I believe that subsets have arisen due to fundamental shortcomings in the implementation of SNOMED-CT and I haven’t found a need that subsumption can’t solve by itself. Subsumption refers to the hierarchy of SNOMED-CT concepts that arises from IS-A relationships in that, “progressive bulbar palsy” IS-A type “motor neurone disease” or “bronchopneumonia” IS-A type of “respiratory disease”.

Subsumption means that a decent implementation (and mine is one of them - see it at https://github.com/wardle/rsterminology) can use those relationships to limit the choice of users so that they don’t choose “Occupation of physiotherapist” when making a “Referral to physiotherapist” because one is an occupation and one is a type of procedure.

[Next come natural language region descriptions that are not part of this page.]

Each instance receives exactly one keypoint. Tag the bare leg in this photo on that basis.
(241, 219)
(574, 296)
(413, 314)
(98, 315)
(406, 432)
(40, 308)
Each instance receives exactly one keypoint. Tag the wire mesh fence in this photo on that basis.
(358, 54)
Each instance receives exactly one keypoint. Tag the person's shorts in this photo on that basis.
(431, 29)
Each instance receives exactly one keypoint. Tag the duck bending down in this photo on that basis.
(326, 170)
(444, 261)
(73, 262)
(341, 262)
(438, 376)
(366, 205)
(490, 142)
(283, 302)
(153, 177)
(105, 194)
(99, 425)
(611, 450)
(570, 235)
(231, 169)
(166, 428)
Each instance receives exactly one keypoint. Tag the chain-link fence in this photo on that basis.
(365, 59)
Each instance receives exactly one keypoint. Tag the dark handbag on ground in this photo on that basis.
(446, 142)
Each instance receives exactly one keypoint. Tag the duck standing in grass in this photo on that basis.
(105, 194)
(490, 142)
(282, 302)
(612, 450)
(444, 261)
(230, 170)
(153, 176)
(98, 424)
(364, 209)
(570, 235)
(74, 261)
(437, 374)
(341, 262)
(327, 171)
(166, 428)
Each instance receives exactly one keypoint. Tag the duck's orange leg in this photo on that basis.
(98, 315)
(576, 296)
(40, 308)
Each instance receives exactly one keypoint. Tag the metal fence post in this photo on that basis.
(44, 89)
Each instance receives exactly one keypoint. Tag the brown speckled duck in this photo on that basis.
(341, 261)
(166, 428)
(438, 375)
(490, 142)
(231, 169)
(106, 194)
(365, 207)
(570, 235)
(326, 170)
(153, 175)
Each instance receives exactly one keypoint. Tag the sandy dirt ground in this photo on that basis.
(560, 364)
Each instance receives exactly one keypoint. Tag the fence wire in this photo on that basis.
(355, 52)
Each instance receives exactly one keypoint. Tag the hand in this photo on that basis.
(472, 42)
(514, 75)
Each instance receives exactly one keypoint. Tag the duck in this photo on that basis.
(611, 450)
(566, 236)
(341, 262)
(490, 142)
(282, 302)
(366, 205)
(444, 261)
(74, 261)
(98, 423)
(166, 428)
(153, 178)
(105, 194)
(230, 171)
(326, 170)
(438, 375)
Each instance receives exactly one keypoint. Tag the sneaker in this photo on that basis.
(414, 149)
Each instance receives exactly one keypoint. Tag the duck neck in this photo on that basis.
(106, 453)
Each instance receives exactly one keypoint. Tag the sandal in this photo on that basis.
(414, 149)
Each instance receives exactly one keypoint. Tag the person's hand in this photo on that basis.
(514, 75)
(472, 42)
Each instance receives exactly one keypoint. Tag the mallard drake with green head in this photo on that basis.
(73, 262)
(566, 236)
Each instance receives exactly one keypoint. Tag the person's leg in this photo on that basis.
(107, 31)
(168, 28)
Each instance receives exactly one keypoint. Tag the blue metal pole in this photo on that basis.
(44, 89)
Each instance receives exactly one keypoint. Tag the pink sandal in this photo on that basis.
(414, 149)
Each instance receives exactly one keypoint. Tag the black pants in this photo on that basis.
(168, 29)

5. It allows you to study cohorts…

And finally, the title of the article.

Once you implement SNOMED-CT, you can start to do clever things like, show me how the patient in front of me is doing compared to all of my patients with this disease. You can see this for multiple sclerosis here, but it is possible to do for other disorders as well.

Edss Graph

In fact, we can now do the same but sub-stratify to show how you compare to patients with a disease onset at a similar time of life or of the same gender.

Defining cohorts means defining the characteristics of our patients, and SNOMED-CT is the solution. We can then stratify our patient groups according to those characteristics, whether it be their medical diagnoses, the procedures to which they have been through, their treatments current and past or any other characteristic.

How can we make sense of patient reported outcome measures without understanding and stratifying our patients?

Importantly, it doesn’t matter if someone has coded a diagnosis as a highly specific diagnosis as one can map this to a more generic high-level diagnosis and then use that perform aggregated analysis. So for example, if a clinician enters a very specific sub-type of “bronchiolitis”, then it doesn’t matter as we can subsequently aggregate using a higher-level concept and still identify the patient.

Finally, how can we implement algorithmic analysis and artificial intelligence without an understand of these characteristics? Assessment of, for example, deteriorating renal function is critical on knowledge of recent diagnoses and medications given, and structured data is vital in supporting the research required in applying artificial intelligence in healthcare. The routine and systematic collection of SNOMED-CT forms a critical part of the foundation of any programme to implement such systems.